俺の手の中には、こんな小さな電子レンジにどうやってこんな長いモノが入るんだと言うほどの長さのある槍が入っており、電子レンジから長い槍を抜き出している俺は、「一体どこのマジシャンだよ」と自身に対してツッコミたくなった。
電子レンジの中から出てきた槍は、さっき戦った犬人間が持っていたのと同じ様な槍だ。
槍と言えば、さっきの犬人間が最初から持っていた槍はいつの間にか消えており、せっかくの武器を拾えずに少しがっかりした。
俺は槍を倉庫に仕舞い、納刀して電子レンジを槌の姿へと戻す。
次はどんな化け物が出てくるんだ……
俺は次の化け物の事を考えながら右手に槌を握りしめ、通路を通り抜けて広場へと到着した。
これまでと同じ様に俺が広場へと到着すると、広場の中央が赤く光り出し、赤い光の柱が立ち上がる。
俺は、次なる化け物の登場に目を細めながら赤い光の柱を睨みつける。
1分も待たずに光の柱の輝きは徐々に収まっていき、赤い光の中から新たな化け物が姿を現した。
光の中から現れた化け物は、硬そうな茶色い体毛に全身が覆われた服を着た二足歩行の猪であり、下口からは鋭利な2本の牙が禍々しく生えており、手には大きな鉈、所謂、腰鉈と言われる様な刃が四角い形状をしているものを持っていた。
身長は2m程はありそうだが、その分横にも幅があり、デップリとした体格は分厚そうな皮や脂肪で守られてそうな印象がある。
見るからに動きは鈍そうだが、その分力がありそうな見た目であり、あんな太い腕に捕まったら、容易に俺の骨はへし折られそうだ。
猪人間は、「ブフぅ〜、ブフぅ〜」と鼻息を荒くしながら真っ赤な目で俺を睨みつけており、俺は右手にしている槌をスキル付きのナイフへと換装させ、左手へと同じくスキル付きのナイフを発現させた。

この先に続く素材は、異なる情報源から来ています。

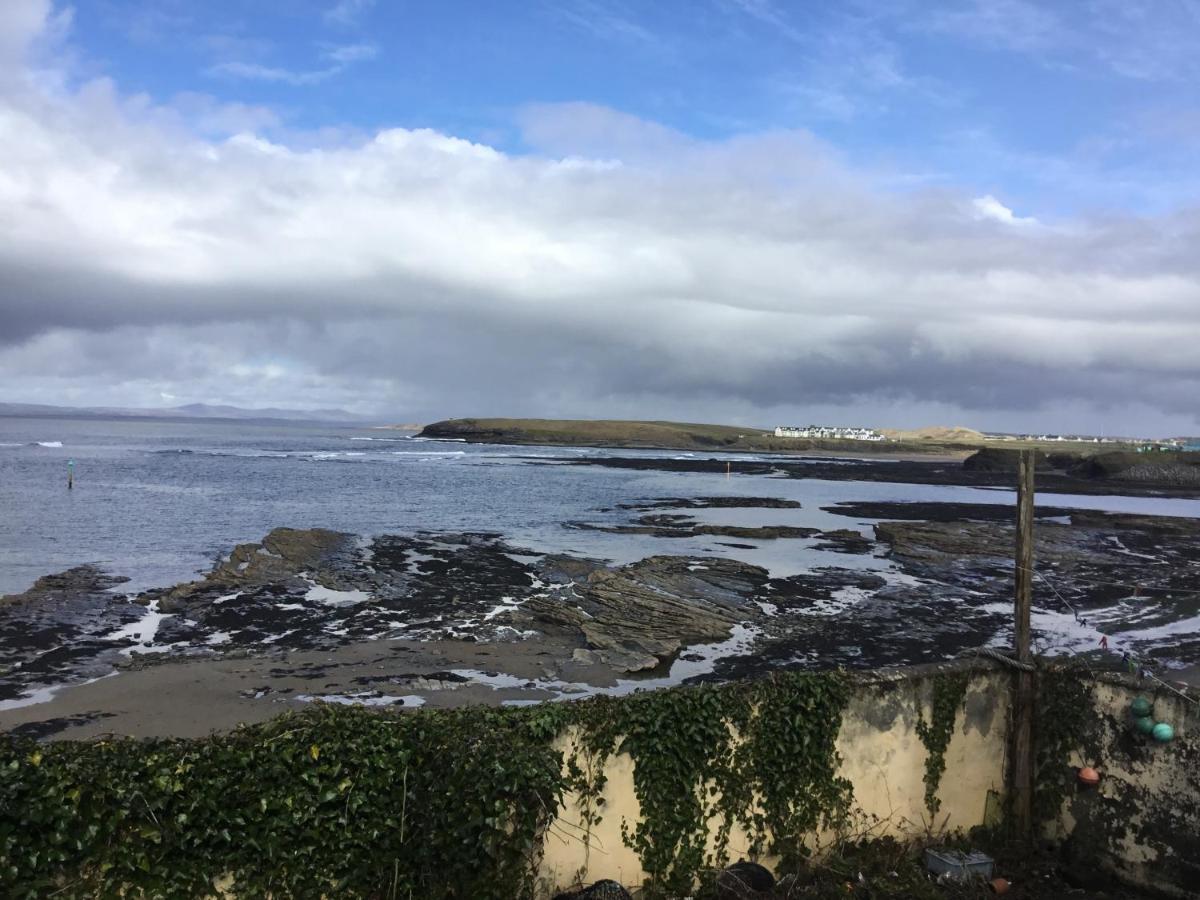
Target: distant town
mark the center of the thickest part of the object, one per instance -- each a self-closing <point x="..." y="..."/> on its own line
<point x="827" y="431"/>
<point x="840" y="432"/>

俺は、ナイフの刃の長さを見ながら、目の前の太い猪人間をコレで殺れるのかと少し不安になる。
さっき手に入れた槍であれば、距離を取りながらチクチクと突き刺していけば、なんとかあの猪人間を倒せるイメージがつくが、今のところ槍は1本しかない。
もし、槍が壊れたらと言う嫌なイメージが脳裏を過ぎる。
仕方ない……
一度、ナイフで様子を見てから槍は使う事にしよう……
俺は槌をスキル付きの強化されたナイフへと換装し、右手にはスキル付きの強化されていないナイフを出現させる。
さっきの犬人間との戦いを思い出しながら、左のナイフをメインにして、右のナイフはいつでも投げられる様にと言う考えでこの様な形を取った。
俺がナイフを発現させると、目の前の猪人間は鉈を手にしている腕を動かしていつでも振り下ろせる様な格好で上段で構えた。
猪人間は、ブヒブヒ、フゴフゴと鼻息を荒くしながら俺が来るのを待っており、距離がある内は自分から仕掛けて来る様子が全く見れない。
「フゥゥゥゥゥ──」
ナイフを構えている俺は、自身の内側にある恐怖を追い払うかの様に無意識の内に深く息を吐いた。
俺の身体から吐き出された息は若干の熱を帯びており、全身の熱を冷ます様に大きく息を吸う。
「──ゥゥゥゥゥっ!」
そして、俺の肺が吸い込んだ空気で満たされたと同時に息を止め、俺は猪人間へと向かって駆け出した。
猪人間へと向けて駆ける脚は、犬人間と戦う前以上に軽く、まるで、俺のイメージ通りに身体を動かせそうな錯覚を覚えた。
俺は、右の上段で鉈を構えながら両腕を上げて仁王立ちしている猪人間の上体を見て、走りながら一度左へサイドステップでフェイントを入れる。
猪人間はそんな俺の動きを追いかけるかの様に右へと重心を移し、迎撃態勢を取った。
俺は更にサイドステップで左へと移動し、猪人間が更に右側へと体重をかけた瞬間に猪人間の左側へとサイドステップで移動した。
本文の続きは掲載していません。